Sur le sol de la voie libre sont étendus des tapis de Perse, dont les délicates nuances luttent de finesse avec les fleurs naturelles jetées sur eux. Dans les rues peu larges, des guirlandes traversent, d’une maison à l’autre, et, le long des avenues, les grands arbres ont leur tronc drapé de soie, et des banderoles frissonnent dans leurs branches, où tous ceux qui savent grimper se sont installés.

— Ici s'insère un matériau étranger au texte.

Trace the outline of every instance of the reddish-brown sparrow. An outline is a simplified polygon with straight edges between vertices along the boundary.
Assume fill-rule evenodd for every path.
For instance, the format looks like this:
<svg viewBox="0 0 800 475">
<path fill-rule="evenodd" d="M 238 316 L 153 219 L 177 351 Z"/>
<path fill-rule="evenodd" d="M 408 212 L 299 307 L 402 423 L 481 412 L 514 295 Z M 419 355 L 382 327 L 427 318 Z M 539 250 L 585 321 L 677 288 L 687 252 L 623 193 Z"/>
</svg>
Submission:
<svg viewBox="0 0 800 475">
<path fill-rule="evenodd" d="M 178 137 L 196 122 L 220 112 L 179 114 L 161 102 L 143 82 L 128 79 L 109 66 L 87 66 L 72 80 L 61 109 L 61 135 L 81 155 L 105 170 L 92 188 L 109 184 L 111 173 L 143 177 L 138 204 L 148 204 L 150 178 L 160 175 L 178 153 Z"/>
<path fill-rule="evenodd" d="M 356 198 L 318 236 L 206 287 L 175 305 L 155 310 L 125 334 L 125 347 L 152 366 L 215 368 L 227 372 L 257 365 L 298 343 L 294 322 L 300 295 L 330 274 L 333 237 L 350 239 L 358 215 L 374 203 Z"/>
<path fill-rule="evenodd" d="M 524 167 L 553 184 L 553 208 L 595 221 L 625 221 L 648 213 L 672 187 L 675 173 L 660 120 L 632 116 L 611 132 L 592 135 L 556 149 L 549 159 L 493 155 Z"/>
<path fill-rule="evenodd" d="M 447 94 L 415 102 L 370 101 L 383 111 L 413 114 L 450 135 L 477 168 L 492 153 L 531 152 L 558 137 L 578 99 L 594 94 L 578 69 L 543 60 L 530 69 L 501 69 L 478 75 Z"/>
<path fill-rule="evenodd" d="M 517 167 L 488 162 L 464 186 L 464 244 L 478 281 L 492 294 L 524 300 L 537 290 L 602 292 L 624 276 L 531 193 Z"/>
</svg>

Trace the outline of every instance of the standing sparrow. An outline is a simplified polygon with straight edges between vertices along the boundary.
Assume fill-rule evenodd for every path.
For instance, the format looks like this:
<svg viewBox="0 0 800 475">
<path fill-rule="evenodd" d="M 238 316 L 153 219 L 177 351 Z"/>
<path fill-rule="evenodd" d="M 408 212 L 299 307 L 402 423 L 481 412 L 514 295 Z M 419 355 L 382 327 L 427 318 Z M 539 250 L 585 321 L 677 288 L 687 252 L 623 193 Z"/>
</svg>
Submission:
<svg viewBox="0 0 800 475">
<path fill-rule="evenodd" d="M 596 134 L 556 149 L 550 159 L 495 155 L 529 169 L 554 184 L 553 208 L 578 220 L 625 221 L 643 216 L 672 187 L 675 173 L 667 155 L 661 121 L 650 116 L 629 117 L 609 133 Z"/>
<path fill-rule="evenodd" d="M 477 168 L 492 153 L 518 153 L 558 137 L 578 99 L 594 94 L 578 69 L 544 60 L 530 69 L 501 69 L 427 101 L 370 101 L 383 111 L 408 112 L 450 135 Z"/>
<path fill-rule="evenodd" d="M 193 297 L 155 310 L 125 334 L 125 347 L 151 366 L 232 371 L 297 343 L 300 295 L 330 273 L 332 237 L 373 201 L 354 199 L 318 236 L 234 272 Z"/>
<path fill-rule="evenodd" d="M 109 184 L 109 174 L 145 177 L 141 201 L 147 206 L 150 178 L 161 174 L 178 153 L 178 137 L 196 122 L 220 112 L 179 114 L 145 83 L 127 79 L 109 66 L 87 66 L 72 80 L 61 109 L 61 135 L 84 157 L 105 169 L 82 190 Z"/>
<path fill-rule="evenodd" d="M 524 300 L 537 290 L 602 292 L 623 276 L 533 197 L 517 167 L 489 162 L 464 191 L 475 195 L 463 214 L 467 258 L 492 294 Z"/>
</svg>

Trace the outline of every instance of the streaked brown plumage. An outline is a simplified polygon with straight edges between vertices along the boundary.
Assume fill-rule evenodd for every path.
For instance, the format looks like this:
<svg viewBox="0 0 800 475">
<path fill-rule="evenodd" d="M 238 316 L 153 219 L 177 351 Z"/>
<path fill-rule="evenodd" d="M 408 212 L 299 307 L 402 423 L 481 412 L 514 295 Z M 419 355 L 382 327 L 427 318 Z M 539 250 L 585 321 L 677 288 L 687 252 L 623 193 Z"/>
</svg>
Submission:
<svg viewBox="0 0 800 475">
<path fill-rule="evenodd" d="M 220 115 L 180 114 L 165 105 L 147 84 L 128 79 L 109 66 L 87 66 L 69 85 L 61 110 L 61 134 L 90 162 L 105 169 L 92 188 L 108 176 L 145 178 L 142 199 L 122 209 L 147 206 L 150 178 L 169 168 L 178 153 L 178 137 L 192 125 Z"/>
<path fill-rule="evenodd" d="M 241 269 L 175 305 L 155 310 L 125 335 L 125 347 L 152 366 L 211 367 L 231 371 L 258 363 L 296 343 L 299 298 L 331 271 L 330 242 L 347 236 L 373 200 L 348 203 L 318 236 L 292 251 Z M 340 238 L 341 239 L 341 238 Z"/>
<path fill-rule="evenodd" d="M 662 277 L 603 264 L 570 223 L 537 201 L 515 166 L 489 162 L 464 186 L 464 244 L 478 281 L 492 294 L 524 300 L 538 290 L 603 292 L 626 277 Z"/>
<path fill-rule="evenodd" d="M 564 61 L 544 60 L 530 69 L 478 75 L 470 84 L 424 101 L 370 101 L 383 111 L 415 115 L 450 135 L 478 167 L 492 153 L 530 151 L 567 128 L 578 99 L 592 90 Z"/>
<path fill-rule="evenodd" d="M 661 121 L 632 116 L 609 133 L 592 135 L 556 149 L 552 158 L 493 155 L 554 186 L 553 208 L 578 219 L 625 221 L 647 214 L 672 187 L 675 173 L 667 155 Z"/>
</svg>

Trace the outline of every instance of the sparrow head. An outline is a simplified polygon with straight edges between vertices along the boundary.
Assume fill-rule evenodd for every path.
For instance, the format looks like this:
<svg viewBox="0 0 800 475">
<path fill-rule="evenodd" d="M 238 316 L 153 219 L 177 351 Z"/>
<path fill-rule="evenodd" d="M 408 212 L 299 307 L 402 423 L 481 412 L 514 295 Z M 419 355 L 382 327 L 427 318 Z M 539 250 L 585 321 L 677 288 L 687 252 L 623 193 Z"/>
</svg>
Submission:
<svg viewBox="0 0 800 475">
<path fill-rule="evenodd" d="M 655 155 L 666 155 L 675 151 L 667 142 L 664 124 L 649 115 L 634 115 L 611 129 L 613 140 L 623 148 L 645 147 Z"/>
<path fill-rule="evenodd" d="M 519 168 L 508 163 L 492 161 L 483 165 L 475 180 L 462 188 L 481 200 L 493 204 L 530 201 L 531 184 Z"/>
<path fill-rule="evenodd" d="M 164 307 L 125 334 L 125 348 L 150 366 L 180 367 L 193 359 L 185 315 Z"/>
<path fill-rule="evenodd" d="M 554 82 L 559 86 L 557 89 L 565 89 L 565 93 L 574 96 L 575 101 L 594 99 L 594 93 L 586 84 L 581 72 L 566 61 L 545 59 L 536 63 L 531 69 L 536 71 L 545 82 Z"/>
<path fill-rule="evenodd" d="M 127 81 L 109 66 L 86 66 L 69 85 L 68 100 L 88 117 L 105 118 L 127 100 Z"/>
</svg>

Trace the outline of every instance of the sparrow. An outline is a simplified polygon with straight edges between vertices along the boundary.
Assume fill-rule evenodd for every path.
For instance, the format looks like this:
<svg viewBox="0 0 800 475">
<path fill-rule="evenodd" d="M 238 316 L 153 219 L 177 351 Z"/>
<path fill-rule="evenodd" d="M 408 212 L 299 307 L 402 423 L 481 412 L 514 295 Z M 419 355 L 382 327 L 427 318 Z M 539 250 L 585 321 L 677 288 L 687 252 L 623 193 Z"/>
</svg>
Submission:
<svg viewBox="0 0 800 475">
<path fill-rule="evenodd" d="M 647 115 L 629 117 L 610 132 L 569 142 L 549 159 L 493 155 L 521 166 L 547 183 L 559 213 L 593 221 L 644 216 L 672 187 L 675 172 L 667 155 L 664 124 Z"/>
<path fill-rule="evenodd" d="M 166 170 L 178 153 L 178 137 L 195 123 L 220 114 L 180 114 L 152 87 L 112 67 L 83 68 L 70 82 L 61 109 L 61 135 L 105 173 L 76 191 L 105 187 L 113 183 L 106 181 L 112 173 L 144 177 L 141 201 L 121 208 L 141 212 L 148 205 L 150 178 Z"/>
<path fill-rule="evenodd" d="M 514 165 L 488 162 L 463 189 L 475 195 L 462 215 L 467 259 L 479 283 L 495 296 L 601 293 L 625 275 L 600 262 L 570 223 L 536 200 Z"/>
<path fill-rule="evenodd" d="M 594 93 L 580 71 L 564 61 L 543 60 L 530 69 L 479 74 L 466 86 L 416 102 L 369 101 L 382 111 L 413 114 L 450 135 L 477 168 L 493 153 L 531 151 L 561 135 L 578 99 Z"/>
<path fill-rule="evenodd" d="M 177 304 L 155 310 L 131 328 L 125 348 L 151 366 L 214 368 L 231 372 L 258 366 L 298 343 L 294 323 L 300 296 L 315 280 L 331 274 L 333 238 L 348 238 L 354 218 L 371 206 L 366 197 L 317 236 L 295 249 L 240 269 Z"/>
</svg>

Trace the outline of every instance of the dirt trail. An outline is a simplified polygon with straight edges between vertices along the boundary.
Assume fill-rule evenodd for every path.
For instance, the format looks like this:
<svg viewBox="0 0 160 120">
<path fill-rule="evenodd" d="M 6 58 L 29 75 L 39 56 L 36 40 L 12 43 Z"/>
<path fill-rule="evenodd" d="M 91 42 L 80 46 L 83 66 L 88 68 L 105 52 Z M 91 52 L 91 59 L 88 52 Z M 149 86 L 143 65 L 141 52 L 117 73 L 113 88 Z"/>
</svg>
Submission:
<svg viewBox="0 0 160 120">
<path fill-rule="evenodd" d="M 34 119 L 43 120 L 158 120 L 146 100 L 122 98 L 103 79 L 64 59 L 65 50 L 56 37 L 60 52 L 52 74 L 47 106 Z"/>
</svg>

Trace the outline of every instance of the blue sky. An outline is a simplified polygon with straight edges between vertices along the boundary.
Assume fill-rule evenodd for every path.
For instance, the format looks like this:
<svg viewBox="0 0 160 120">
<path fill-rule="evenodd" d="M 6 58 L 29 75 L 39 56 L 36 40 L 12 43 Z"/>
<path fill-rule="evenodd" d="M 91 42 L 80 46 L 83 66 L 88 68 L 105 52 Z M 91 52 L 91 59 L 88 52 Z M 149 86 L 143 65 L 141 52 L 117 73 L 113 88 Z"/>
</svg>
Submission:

Le camp du Soubab étant établi sur les rives fraîches de l’Ariancopan, c’est par la porte de la Reine que le cortège de Mouzaffer doit venir.

Tous les regards se braquent du même côté, tous les cous sont tendus, et l’attente a déjà paru longue, quand accourent, enfin, des hérauts à cheval, sonnant de leurs longues trompettes à tablier de pourpre frangé d’or.

Les troupes musulmanes parurent alors, et défilèrent longtemps, avec un cliquetis et des éclairs d’acier. Les cavaliers mahrattes suivaient, faisant cabrer leurs montures, qui secouaient l’écume sur les mors ornés de turquoises. L’artillerie vint après, avec les canonniers montés sur des dromadaires ; puis ce furent les garaouls, portant, appuyés sur leur épaule, une longue et lourde épée nue.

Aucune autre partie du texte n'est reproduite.